The uninhabited Ilas Desertas are desolate islands populated by a few rabbits and endangered monk seals, and they really exist, part of the Portuguese Madeira Archipelago, some miles off the Moroccan coast. Or at least three of them do. The fourth, Navigaceo and its 19th century lighthouse, where The Last Visitor’s action takes place, had a unique fate. The author informs us in his Acknowledgements, “Upon completion of this book, it mysteriously sank beneath the ocean waves, taking the lighthouse with it, never to be seen again.”
Whether real or not, Navigaceo is a lovely place to set a fast-paced thriller. Martin Griffin is coming off his first one of these books, the well-received The Second Stranger, and he keeps everything moving along briskly. Tess is a documentary filmmaker, whose hugely anticipated debut work, Spill, about oil company chicanery, went spectacularly wrong. The details of that unfold slowly.
Now a former wunderkind, Tess is trying to rebuild her reputation and bank account, and an invitation to Navigaceo with an environmental group, Seawild, that wants to document those procreating monk seals is quite welcome. It almost sounds relaxing.
So Tess goes to the island, spends four uneventful days with the scientists and the seals, and then comes home with her footage and reams of marine mammal data. Right? Wrong! Quite early in the book a decaying body is discovered on the island, which supposedly hasn’t seen a human visitor in 70 years. What’s more, the decedent is wearing a Seawild jacket. And he didn’t die peacefully.
“The stains around his clothing weren’t volcanic rock dust,” Tess observes. “They were blood. I was looking at a hole made by a blade.”
It soon transpires that the only possible murder suspects, part of a previously undisclosed expedition two years ago, are right there with Tess on the island. There’s only three of them, and all are acting suspicious in one way or another. Red herrings abound. Maybe they’re all guilty.
Griffin has a good time presenting the four days on the island, with Tess first suspecting one of the party, then another, and intercutting it with flashback sections on the making of Spill. There are abundant mysteries, a vanishing cellphone, a swallowed key, a sabotaged radio, a mysterious shadow captured on film, a security-clearance ID card, a brewing storm, various conspiracy theories. There is much sneaking around after lights out.

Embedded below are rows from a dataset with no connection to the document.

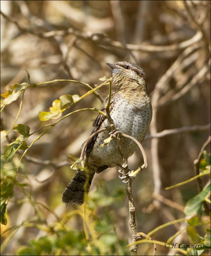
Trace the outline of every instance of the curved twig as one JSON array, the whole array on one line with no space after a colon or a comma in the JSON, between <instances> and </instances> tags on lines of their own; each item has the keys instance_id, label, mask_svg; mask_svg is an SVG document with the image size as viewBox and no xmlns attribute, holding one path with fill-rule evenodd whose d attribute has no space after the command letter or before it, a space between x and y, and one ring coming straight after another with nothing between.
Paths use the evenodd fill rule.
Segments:
<instances>
[{"instance_id":1,"label":"curved twig","mask_svg":"<svg viewBox=\"0 0 211 256\"><path fill-rule=\"evenodd\" d=\"M139 232L138 233L138 236L143 236L143 237L147 238L148 239L150 240L152 240L152 238L150 236L147 236L146 234L143 233L143 232ZM141 238L141 237L140 237ZM153 243L153 254L152 256L154 256L156 255L156 250L157 250L157 246L156 246L156 244L155 243Z\"/></svg>"},{"instance_id":2,"label":"curved twig","mask_svg":"<svg viewBox=\"0 0 211 256\"><path fill-rule=\"evenodd\" d=\"M96 131L95 132L93 132L89 138L88 139L85 141L85 142L84 143L82 149L82 152L80 154L80 159L81 160L84 160L84 152L85 152L85 148L87 146L88 143L89 142L89 141L93 138L94 137L96 134L98 134L98 133L99 132L104 132L105 131L108 131L108 128L106 127L103 127L101 129L99 129L99 130Z\"/></svg>"}]
</instances>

Most environmental expeditions are, of course, fairly peaceful, with a nice writeup in National Geographic the ultimate goal. This one could star Scarlett Johansson or Anya Taylor-Joy, if the filmmaker’s story is itself made into a film. The screenwriter wouldn’t even need to add the cliffhanger ending with Tess confronting the newly revealed bad guy on the rusting balcony of the ancient lighthouse. It’s already in the book, quite dramatic, and a bit farfetched.